Next week Hadoop World takes place in New York City. The big event follows on the heels of the official gold release last week of Apache Hadoop 2.0, which significantly overhauls the MapReduce programming model for processing large data sets with a parallel, distributed algorithm on a cluster.
Sitting on top of the Hadoop Distributed File System (HDFS), YARN (Yet-Another-Resource-Negotiator) is meant to perform as a large-scale, distributed operating system for big data applications. Multiple apps can now run at the same time in Hadoop, with the global ResourceManager and NodeManager providing a generic system for managing the applications in a distributed way.

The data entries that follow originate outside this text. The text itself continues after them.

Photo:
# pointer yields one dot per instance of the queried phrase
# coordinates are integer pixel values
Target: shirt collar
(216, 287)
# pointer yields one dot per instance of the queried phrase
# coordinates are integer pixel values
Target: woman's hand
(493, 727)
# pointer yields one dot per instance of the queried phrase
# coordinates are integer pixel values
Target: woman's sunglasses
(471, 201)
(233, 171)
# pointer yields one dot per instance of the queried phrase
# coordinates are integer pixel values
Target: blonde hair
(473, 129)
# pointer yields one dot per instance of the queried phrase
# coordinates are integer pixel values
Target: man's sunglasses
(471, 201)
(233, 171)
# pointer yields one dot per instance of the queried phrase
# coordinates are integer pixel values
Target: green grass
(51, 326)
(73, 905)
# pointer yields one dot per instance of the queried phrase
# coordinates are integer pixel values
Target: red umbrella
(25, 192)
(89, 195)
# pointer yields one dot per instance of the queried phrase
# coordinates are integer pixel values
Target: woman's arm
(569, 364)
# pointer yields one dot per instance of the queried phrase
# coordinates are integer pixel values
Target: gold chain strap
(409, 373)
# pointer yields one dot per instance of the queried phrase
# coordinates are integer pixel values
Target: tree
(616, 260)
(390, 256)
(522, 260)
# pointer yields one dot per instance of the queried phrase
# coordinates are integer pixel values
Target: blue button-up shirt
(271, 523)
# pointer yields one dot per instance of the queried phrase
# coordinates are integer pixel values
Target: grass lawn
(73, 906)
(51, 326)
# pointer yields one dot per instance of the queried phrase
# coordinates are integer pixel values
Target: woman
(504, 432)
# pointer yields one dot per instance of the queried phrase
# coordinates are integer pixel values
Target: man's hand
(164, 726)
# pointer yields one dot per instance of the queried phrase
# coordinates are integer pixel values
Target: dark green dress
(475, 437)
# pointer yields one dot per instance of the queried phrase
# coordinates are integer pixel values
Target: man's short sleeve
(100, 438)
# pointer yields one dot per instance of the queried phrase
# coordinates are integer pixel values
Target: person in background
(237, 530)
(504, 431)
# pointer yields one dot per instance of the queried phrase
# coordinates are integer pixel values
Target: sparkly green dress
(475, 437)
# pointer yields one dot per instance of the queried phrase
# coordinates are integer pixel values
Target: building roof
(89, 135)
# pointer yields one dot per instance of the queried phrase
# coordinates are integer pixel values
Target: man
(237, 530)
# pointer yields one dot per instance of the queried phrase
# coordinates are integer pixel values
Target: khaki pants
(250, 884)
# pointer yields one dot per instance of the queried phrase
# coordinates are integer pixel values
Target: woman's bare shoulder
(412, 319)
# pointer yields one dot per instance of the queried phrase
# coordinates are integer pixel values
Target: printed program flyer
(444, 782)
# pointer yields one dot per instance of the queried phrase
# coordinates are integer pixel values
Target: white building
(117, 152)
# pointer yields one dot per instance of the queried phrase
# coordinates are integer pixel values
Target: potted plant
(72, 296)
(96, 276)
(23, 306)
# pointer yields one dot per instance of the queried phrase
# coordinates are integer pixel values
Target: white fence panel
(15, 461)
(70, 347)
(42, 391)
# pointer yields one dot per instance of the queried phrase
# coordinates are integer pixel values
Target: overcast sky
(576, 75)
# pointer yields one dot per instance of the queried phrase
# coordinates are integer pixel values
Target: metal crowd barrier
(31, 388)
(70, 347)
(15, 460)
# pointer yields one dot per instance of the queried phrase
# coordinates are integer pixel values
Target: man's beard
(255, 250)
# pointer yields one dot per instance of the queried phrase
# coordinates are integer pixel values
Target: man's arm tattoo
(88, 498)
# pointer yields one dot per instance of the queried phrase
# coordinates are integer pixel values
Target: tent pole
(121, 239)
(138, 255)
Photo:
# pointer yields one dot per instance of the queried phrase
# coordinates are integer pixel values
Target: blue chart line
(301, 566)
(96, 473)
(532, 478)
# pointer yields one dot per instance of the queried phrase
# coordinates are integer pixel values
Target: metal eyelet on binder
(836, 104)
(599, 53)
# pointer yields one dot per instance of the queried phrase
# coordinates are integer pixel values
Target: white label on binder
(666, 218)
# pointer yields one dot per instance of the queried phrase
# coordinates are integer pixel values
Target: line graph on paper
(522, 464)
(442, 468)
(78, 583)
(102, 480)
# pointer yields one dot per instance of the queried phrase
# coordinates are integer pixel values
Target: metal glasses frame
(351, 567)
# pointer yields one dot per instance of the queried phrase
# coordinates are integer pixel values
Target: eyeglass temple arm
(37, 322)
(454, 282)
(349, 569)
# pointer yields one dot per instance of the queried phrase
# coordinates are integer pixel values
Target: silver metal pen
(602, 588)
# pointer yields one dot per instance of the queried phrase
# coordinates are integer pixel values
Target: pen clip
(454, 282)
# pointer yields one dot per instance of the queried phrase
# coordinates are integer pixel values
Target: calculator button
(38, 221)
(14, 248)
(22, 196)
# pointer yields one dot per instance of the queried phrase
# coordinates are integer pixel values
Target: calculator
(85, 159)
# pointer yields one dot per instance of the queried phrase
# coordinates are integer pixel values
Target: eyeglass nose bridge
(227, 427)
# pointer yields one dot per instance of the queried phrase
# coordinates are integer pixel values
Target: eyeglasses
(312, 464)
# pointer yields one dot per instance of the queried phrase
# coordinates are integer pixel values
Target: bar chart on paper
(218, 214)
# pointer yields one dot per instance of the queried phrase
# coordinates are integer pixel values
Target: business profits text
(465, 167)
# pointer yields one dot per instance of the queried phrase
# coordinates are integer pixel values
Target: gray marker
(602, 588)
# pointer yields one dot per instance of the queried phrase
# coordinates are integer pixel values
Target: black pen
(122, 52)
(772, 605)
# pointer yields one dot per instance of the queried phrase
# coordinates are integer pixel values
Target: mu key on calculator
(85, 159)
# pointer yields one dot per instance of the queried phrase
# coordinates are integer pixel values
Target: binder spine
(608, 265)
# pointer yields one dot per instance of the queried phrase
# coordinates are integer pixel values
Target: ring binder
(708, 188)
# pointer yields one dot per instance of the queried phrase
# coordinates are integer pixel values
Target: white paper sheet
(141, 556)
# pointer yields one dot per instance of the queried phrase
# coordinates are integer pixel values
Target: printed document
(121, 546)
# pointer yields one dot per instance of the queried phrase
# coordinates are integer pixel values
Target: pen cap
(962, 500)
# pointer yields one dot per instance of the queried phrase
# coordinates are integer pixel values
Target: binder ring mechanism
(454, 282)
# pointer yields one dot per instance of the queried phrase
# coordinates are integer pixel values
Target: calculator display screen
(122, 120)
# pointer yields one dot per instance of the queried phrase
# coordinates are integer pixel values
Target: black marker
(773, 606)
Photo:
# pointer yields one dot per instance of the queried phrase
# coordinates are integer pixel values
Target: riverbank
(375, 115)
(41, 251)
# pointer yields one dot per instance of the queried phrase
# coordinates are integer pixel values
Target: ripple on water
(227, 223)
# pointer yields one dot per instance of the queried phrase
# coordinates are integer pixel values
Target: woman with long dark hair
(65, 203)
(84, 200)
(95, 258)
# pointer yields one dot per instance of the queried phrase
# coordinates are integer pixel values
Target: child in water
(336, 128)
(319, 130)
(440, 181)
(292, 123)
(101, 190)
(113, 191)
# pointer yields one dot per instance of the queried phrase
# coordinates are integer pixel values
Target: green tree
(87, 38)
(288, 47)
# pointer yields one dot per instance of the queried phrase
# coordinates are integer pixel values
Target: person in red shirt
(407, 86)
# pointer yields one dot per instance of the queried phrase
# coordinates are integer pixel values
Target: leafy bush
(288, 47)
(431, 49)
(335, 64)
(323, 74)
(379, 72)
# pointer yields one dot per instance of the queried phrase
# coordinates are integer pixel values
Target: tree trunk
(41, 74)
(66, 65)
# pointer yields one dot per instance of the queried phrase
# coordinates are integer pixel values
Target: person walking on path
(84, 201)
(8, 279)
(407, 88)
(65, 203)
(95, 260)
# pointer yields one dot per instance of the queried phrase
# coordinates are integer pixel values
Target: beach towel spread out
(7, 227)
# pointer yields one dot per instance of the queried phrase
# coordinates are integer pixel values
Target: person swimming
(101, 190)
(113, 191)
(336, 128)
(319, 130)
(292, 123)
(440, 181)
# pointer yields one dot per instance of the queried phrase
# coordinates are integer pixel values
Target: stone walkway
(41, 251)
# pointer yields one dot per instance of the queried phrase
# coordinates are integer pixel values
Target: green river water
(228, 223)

Among the YARN-ready applications is Apache Giraph, an iterative graph processing system built for high scalability – and the programming framework that helps Facebook with its Graph Search service of connections across friends, subscriptions, and so on, providing the means for it to express a wide range of graph algorithms in a simple way and scale them to massive datasets. Facebook explained in a post in August that it had modified and used Giraph to analyze a trillion edges, or connections between different entities, in under four minutes.

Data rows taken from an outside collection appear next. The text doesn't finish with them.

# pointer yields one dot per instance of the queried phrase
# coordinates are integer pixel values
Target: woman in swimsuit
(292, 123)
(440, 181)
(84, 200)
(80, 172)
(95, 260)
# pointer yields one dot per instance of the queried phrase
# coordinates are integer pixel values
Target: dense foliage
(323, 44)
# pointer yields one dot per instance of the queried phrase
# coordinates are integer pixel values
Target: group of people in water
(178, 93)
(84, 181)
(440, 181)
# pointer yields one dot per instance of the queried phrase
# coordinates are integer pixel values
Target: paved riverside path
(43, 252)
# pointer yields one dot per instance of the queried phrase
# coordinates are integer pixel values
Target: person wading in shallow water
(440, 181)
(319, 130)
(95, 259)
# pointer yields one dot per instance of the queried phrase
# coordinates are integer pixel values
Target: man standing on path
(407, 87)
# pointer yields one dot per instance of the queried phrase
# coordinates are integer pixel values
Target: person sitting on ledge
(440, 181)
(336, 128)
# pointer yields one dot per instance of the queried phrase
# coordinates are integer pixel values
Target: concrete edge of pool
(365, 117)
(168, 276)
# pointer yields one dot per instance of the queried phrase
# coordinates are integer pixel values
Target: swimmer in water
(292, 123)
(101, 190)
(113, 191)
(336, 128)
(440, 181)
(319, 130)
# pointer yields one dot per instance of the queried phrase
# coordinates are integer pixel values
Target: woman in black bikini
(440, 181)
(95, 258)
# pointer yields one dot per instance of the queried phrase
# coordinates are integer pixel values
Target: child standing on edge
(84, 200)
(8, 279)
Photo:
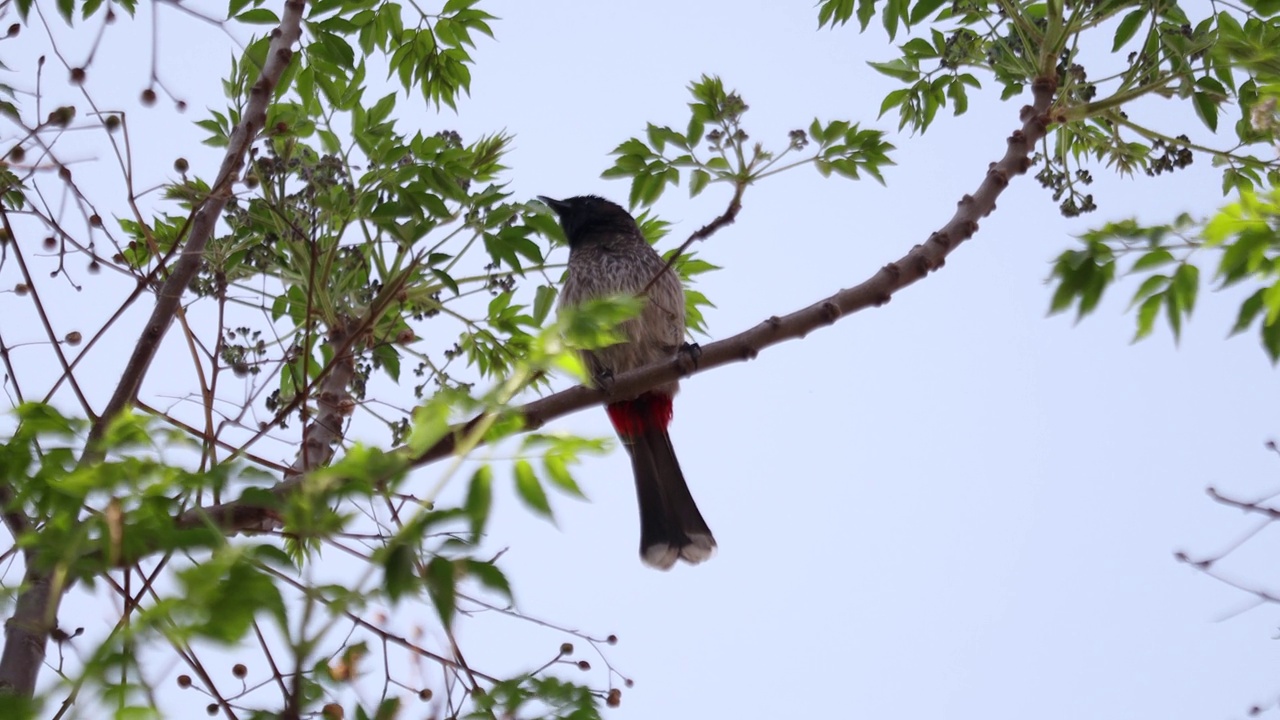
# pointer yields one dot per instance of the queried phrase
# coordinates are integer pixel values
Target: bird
(607, 256)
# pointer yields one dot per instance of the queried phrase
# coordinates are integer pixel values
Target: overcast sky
(950, 506)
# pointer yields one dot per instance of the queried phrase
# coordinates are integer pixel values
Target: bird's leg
(693, 351)
(603, 379)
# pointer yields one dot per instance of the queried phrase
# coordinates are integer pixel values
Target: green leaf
(479, 500)
(557, 469)
(897, 68)
(442, 587)
(894, 99)
(1187, 285)
(1271, 341)
(1128, 27)
(1147, 315)
(489, 575)
(698, 181)
(1249, 310)
(259, 16)
(1153, 259)
(398, 572)
(530, 490)
(923, 9)
(1206, 109)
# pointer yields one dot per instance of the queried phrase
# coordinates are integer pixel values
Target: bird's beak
(558, 205)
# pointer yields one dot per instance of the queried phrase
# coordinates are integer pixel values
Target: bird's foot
(693, 351)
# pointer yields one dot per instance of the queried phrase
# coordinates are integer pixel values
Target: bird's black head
(589, 218)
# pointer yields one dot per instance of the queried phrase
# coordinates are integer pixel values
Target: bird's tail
(671, 527)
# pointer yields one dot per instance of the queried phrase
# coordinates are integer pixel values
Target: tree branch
(873, 292)
(36, 609)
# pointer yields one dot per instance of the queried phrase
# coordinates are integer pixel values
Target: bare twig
(873, 292)
(36, 609)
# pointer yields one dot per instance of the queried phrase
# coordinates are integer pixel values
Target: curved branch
(205, 219)
(36, 609)
(873, 292)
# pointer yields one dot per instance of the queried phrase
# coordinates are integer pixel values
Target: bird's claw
(693, 351)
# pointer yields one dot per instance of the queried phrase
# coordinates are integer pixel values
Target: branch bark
(36, 609)
(873, 292)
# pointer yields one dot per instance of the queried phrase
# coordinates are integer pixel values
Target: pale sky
(949, 506)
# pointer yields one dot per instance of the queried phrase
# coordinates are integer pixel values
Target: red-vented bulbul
(608, 255)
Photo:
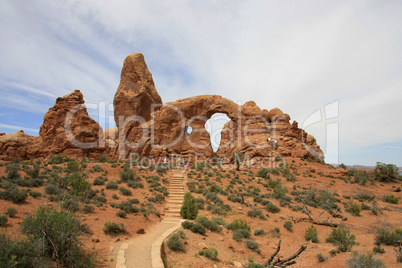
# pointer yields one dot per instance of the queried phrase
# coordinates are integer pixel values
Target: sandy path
(143, 251)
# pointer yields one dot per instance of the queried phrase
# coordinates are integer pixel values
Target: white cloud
(298, 57)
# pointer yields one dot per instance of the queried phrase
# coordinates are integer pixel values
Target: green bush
(386, 172)
(354, 208)
(210, 253)
(256, 213)
(121, 213)
(175, 243)
(11, 212)
(272, 208)
(289, 226)
(14, 195)
(3, 220)
(208, 224)
(125, 191)
(320, 258)
(364, 260)
(79, 186)
(239, 234)
(21, 253)
(251, 244)
(342, 238)
(126, 174)
(99, 181)
(198, 229)
(35, 194)
(113, 228)
(311, 234)
(391, 199)
(388, 237)
(259, 231)
(111, 185)
(52, 189)
(187, 225)
(189, 209)
(86, 208)
(238, 224)
(70, 205)
(58, 234)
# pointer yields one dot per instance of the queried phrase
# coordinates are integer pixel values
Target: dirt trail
(143, 251)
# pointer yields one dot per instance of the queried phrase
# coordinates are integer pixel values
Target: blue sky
(300, 56)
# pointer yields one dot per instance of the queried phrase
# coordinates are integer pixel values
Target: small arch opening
(214, 126)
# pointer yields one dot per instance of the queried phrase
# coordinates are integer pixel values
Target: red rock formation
(66, 129)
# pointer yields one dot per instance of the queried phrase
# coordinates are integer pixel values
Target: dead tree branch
(285, 262)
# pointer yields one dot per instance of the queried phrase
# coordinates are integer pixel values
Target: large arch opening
(214, 127)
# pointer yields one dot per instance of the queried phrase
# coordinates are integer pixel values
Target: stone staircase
(175, 199)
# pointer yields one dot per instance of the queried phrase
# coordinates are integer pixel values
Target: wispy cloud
(298, 57)
(18, 128)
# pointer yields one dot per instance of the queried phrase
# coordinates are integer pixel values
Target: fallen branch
(285, 262)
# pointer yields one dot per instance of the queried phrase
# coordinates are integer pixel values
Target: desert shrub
(219, 220)
(353, 208)
(366, 207)
(342, 238)
(79, 186)
(256, 213)
(321, 258)
(210, 253)
(14, 195)
(121, 213)
(126, 206)
(360, 177)
(364, 196)
(98, 181)
(86, 208)
(175, 243)
(52, 189)
(99, 199)
(70, 205)
(259, 231)
(311, 234)
(386, 172)
(35, 194)
(391, 199)
(363, 261)
(189, 209)
(208, 224)
(12, 171)
(17, 253)
(289, 226)
(234, 198)
(388, 237)
(239, 234)
(11, 212)
(112, 228)
(126, 174)
(58, 234)
(272, 208)
(238, 224)
(187, 225)
(198, 229)
(3, 220)
(125, 191)
(111, 185)
(251, 244)
(378, 249)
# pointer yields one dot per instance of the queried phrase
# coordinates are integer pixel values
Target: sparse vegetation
(364, 260)
(342, 238)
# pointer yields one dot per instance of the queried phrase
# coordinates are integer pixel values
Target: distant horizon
(330, 66)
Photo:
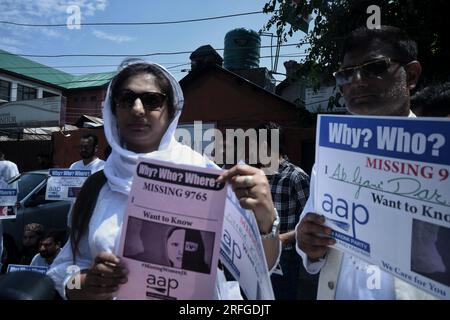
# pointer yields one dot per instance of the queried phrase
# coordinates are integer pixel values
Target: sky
(127, 40)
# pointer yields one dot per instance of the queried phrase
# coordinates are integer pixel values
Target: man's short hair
(269, 126)
(90, 135)
(405, 49)
(54, 234)
(35, 227)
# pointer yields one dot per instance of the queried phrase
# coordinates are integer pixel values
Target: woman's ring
(248, 181)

Also ported over to run on YARN is Spark, an open source cluster computing system that aims to make data analytics fast to run and fast to write, and which was initially developed for iterative algorithms like those common in machine learning, as well as interactive data mining. Spark’s heritage is at UC Berkeley, and according to this report, the professors behind it are now cooking up stealth startup Databricks, whose web site notes that it plans to use the Apache Spark platform to “transform large-scale data analysis.”
Apache HAMA is included in the YARN-powered apps, as well. The latest Hadoop 2-compatible release of the computing framework on top of HDFS for massive scientific computations such as matrix, graph and network algorithms, which came earlier this month, adds new features such as new Bulk Synchronous Parallel-based Machine Learning algorithms (Clustering and NeuralNetwork) and dynamic graph APIs.
Speaking of machine learning and Hadoop, news comes this week that Skytree’s Skytree Server (which The Semantic Web Blog initially discussed here) now integrates with Apache Hadoop to identify and deliver data insights and advanced analytics via machine learning methods in any Hadoop environment. It’s also built partnerships with Hortonworks as the first machine learning vendor certified on Hortonworks Data Platform 2.0.
Released yesterday, the product from a leading voice in the enterprise Apache Hadoop community Is purported to be the first commercial distribution built on the Hadoop 2 release delivering the YARN-based architecture of Hadoop 2. Other partnerships Skytree announced were with MapR Technologies to provide enterprises with easy and fast access to high performance machine learning on Hadoop distributions.